TEM has provided unparalleled access to the ultrastructural features of myelin sheaths. The ratio of axon diameter to total fiber diameter (known as g-ratio) served as a metric for assessing myelin thickness. This ratio typically ranges from 0.4 to 0.8 across species, with an optimal g-ratio of approximately 0.7 for efficient conduction in the central nervous system of rats30. Consequently, in our study, the g-ratio values predominantly fell within the range of (0.7, 0.8] in both Tmem63aG167E/G167E and Tmem63aWT rats, reflecting the developmental stage of myelination at three weeks of age. Motor function is intricately linked to human myelination. Tmem63aG167E/G167E exhibited thinner myelin structures, specifically a reduced proportion of myelin with a g-ratio in the (0.6, 0.7] range compared to controls. This observation is consistent with the T2-hyperintense white matter signals observed in brain MRI of HLD19 patients, further supporting the relevance and validity of the Tmem63a rat model for HLD19.

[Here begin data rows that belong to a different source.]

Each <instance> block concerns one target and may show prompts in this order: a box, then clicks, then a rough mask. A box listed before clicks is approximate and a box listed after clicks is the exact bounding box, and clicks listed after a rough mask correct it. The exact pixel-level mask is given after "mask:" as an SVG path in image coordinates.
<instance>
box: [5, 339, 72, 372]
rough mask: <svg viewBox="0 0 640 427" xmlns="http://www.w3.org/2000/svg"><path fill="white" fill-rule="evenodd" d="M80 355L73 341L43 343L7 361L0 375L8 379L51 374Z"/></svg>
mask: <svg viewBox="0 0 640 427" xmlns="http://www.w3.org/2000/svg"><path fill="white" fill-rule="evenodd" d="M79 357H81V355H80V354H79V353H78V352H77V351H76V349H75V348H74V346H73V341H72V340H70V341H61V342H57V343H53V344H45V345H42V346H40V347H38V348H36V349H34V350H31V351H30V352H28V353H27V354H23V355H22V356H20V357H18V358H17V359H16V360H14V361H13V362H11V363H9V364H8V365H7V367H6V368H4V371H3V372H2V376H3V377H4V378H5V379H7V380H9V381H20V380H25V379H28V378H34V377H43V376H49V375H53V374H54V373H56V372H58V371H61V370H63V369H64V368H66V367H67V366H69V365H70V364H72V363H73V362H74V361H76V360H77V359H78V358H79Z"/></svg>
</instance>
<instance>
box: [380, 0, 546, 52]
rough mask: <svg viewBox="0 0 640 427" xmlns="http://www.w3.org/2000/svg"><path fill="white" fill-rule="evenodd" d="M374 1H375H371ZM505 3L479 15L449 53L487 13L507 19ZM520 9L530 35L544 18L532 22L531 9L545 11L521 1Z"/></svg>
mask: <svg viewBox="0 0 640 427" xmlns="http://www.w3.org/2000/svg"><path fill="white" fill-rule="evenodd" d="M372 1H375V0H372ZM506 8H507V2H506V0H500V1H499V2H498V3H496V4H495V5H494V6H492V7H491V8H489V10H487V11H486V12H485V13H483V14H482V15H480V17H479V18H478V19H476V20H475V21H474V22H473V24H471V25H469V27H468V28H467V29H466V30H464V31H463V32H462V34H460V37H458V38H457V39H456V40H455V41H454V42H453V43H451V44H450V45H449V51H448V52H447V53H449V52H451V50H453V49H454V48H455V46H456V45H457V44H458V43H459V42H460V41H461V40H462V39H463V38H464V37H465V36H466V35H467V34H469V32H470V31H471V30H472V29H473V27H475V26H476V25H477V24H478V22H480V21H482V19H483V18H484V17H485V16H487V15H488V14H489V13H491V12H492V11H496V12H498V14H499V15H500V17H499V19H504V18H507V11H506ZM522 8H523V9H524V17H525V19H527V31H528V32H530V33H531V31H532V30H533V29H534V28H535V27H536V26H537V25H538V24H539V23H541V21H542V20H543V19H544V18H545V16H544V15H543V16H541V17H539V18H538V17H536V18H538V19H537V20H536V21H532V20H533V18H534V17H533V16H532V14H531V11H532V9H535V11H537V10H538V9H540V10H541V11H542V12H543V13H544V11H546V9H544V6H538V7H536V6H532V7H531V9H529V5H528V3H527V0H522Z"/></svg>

To definitively investigate whether a causal relationship exists between altered lipid metabolism and hypomyelination, several further studies are warranted. A longitudinal time-course study in the Tmem63aG167E/G167E rat model will be crucial, involving the examination of lipid profiles and myelin structure at earlier developmental time points (e.g., postnatal day 7 (1 week) and day 14 (2 weeks)). Additionally, lipid rescue experiments are crucial to investigation. In these studies, specific lipid species found to be significantly decreased in the mutant rats (e.g., PC or GlcCer) would be exogenously administered to assess their potential to ameliorate the hypomyelination phenotype. Such interventions could involve direct brain delivery or dietary supplementation, if applicable. Furthermore, the utilization of in vitro oligodendrocyte culture systems derived from our rat model is essential. These systems, coupled with advanced lipidomics and live-cell imaging, would allow us to explore the cellular mechanisms by which the TMEM63A mutation impacts lipid synthesis and trafficking, enabling us to track lipid dynamics. Collectively, these multifaceted approaches will provide more direct evidence to establish causality and identify potential therapeutic interventions.

Conclusions

This study successfully established a Tmem63a knock-in rat model, providing a valuable platform for investigating hypomyelination. Through the application of spatial lipidomics (MALDI-MSI) and ultrastructural analysis (TEM), we comprehensively characterized region-specific lipid alterations and associated myelin structural changes in the mutant rats. Our findings reveal significant dysregulation across various lipid classes, particularly glycerophospholipids and sphingolipids, predominantly in white matter-rich regions and gray-white matter junctions. These observed lipid profiles are consistently associated with thinner and less dense myelin sheaths. This work offers novel insights into the lipid landscape of TMEM63A-associated hypomyelination, contributing to a deeper understanding of its pathology and laying a foundation for future targeted investigations into potential biological markers and intervention strategies.